¿Mide la belleza nuestra grandeza?
La cuestión del culto al cuerpo existe desde la antigüedad. Sin embargo, en los últimos años, la obsesión por el cuidado de nuestra apariencia se ha convertido en algo común, comenzando cada vez a edades más tempranas generando una gran preocupación entre los padres, que ven cómo sus hijos imitan las tendencias que les llegan desde las redes sociales y la televisión.
El sistema educativo nunca tuvo como prioridad inculcar valores que nos capaciten para pensar por nosotros mismos, en el mejor de los casos, se centra en transmitir información. Los padres, por su parte, suelen estar demasiado ocupados y además no se sienten preparados para educar.

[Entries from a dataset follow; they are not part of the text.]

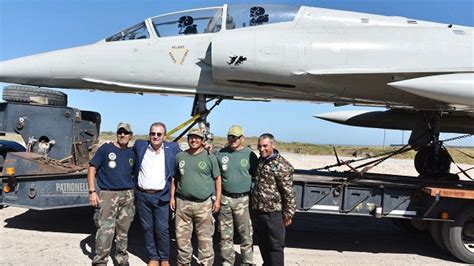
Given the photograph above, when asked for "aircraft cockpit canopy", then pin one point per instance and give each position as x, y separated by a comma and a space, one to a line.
247, 15
199, 21
208, 20
135, 32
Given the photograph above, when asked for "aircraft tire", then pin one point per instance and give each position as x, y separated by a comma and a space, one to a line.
425, 166
435, 230
457, 236
30, 94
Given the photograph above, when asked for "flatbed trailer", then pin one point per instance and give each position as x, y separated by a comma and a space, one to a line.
446, 207
51, 174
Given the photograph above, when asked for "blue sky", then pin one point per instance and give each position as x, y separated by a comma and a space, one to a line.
34, 26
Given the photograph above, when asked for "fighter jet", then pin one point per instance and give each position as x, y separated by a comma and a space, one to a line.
422, 72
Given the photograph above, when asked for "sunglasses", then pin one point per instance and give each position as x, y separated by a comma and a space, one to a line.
123, 131
158, 134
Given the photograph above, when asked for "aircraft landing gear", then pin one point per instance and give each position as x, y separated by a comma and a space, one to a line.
199, 115
432, 159
432, 162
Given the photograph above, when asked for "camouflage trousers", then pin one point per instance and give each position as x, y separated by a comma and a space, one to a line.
198, 214
113, 216
235, 211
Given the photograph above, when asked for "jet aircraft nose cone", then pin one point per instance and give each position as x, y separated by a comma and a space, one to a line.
25, 70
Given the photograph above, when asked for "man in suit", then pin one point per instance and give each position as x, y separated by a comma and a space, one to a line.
153, 172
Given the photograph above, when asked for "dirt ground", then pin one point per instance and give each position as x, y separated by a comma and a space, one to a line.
66, 237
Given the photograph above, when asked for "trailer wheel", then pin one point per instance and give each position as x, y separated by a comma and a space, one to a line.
458, 237
36, 95
436, 232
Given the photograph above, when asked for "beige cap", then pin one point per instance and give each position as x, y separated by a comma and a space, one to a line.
235, 130
196, 132
125, 126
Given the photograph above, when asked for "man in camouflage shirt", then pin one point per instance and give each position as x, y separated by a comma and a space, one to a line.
196, 178
237, 164
112, 167
273, 200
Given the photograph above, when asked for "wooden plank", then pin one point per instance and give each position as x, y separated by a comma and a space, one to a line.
450, 193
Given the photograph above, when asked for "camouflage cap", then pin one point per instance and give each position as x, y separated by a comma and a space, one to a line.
196, 132
125, 126
235, 130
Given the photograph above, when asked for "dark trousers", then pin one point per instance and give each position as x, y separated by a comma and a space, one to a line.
153, 215
270, 232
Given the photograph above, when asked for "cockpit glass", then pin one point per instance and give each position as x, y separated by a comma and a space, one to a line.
245, 15
136, 32
200, 21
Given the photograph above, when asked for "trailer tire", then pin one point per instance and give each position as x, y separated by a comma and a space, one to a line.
36, 95
454, 234
436, 234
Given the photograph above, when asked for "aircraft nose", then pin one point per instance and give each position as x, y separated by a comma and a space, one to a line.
24, 70
47, 69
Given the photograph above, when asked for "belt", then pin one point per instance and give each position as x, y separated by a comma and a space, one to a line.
149, 191
193, 199
235, 195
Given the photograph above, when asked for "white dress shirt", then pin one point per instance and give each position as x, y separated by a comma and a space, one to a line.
152, 173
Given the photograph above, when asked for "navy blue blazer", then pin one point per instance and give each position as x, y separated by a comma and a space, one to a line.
171, 149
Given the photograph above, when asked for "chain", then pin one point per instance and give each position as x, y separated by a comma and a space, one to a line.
458, 137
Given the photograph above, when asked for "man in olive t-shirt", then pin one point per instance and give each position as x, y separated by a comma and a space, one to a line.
197, 176
237, 164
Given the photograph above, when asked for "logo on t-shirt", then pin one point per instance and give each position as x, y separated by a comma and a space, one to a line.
112, 164
181, 167
202, 165
224, 161
112, 156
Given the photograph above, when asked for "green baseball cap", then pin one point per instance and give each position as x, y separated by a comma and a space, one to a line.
235, 130
196, 132
125, 126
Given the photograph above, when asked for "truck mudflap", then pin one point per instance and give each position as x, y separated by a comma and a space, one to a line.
33, 181
47, 192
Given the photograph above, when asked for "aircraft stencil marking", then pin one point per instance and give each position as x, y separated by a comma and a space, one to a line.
236, 60
178, 54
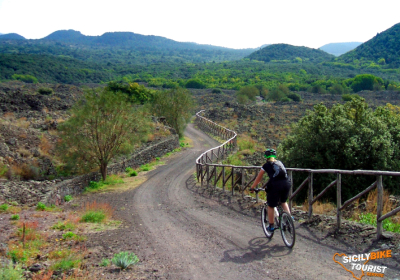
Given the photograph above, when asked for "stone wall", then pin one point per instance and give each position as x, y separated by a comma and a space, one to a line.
53, 192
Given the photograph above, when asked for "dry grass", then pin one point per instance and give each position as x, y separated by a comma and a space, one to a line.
45, 146
96, 206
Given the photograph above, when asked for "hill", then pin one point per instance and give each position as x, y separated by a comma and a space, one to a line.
338, 49
12, 36
383, 49
289, 53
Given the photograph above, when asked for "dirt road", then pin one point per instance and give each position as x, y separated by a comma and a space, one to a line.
181, 232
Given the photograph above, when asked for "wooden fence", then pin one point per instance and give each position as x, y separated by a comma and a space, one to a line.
211, 172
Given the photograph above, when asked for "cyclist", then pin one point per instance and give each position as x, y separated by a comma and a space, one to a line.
278, 185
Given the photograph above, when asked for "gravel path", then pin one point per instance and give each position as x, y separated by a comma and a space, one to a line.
181, 231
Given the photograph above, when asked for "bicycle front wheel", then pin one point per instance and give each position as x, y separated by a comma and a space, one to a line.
287, 230
265, 223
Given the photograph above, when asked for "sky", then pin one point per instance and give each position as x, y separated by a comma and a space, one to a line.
231, 24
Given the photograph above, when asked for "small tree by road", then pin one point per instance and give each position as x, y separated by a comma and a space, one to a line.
103, 125
176, 105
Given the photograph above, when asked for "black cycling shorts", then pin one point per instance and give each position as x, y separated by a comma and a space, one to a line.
277, 191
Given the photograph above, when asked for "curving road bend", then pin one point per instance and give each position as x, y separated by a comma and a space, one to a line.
189, 235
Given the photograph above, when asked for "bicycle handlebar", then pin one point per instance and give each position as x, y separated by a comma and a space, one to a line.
259, 190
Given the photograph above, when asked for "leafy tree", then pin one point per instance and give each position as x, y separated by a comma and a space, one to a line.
278, 93
337, 89
137, 93
25, 78
176, 105
365, 82
103, 125
247, 93
349, 137
294, 96
193, 83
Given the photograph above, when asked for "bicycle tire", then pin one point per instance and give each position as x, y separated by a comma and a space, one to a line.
265, 223
288, 231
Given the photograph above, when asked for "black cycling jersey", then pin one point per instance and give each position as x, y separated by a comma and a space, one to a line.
275, 170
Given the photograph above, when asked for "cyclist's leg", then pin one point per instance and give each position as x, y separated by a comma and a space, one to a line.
272, 201
284, 194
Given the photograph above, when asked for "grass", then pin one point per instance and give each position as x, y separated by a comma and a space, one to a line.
110, 181
124, 259
96, 212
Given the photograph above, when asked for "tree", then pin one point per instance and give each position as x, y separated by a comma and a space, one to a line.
193, 83
278, 93
365, 82
103, 125
176, 105
349, 136
246, 94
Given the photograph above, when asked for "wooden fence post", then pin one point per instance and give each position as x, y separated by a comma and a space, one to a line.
291, 189
338, 200
379, 209
223, 178
310, 194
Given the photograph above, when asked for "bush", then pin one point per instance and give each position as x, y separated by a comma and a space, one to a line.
45, 91
93, 217
15, 217
12, 272
4, 207
69, 235
294, 96
131, 172
105, 262
25, 78
124, 259
41, 206
193, 83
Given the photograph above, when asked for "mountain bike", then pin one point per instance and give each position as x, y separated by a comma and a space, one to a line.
283, 220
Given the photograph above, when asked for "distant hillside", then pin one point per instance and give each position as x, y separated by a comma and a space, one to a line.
284, 52
383, 49
338, 49
11, 36
134, 41
124, 48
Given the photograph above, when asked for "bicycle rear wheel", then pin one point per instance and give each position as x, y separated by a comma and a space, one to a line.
265, 223
287, 230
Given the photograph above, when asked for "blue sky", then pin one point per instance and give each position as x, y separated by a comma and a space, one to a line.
244, 24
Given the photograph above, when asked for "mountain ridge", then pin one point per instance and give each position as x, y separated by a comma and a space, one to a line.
338, 49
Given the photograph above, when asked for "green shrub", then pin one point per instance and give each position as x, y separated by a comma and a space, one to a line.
11, 272
4, 207
15, 217
105, 262
131, 172
294, 96
193, 83
124, 259
69, 235
64, 226
66, 264
41, 206
93, 217
25, 78
45, 91
145, 167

Como resultado, los niños crecen y aprenden en un entorno influenciado por redes sociales, televisión y amigos, que a su vez también aprenden de las mismas fuentes donde solo la apariencia parece importar. Un entorno donde se les envía constantemente el mensaje: “Sin un atractivo físico, no vales nada”.
Cuando los jóvenes deciden que quieren hacerse una operación estética, una rinoplastia, un aumento de labios, etc., sus padres no deberían sorprenderse ni enfadarse con ellos, ya que los valores a los que están expuestos les inculcan que solo el exterior importa.
El entorno social es nuestro verdadero educador. Los valores y costumbres que interiorizamos del entorno donde nacemos, determinan nuestra vida mucho más que los conocimientos adquiridos sobre el cálculo, la gramática o la historia.
Alimentar esta superficialidad es muy conveniente para las grandes corporaciones y empresas de alta tecnología, que se lucran cuando logran que necesitemos consumir sin sentido y deseemos cambiar nuestro aspecto. Como resultado, sentimos que somos lo que poseemos y solo nos importa cómo nos ven los demás, es decir, perdemos nuestra verdadera personalidad y nos volvemos competitivos deseando que los demás tengan menos y se vean peor que nosotros.
Solo si vamos más allá de lo superficial y nos enfocamos en conectar y colaborar con los demás, nos daremos cuenta de que no importa tanto cómo vistamos o qué coche conducimos. Lo importante no son las posesiones materiales, sino cómo hacemos sentir a las personas y cómo nos hacen sentir. Cómo tratamos a los demás y en qué consideración los tenemos. Esa es la verdadera belleza.
Cuando construyamos una sociedad solidaria y empática, entonces y solo entonces, podremos decir que educamos bien a nuestros hijos. Y ellos mismos serán más felices, pues sabrán que pueden crecer en un entorno que no compite con ellos.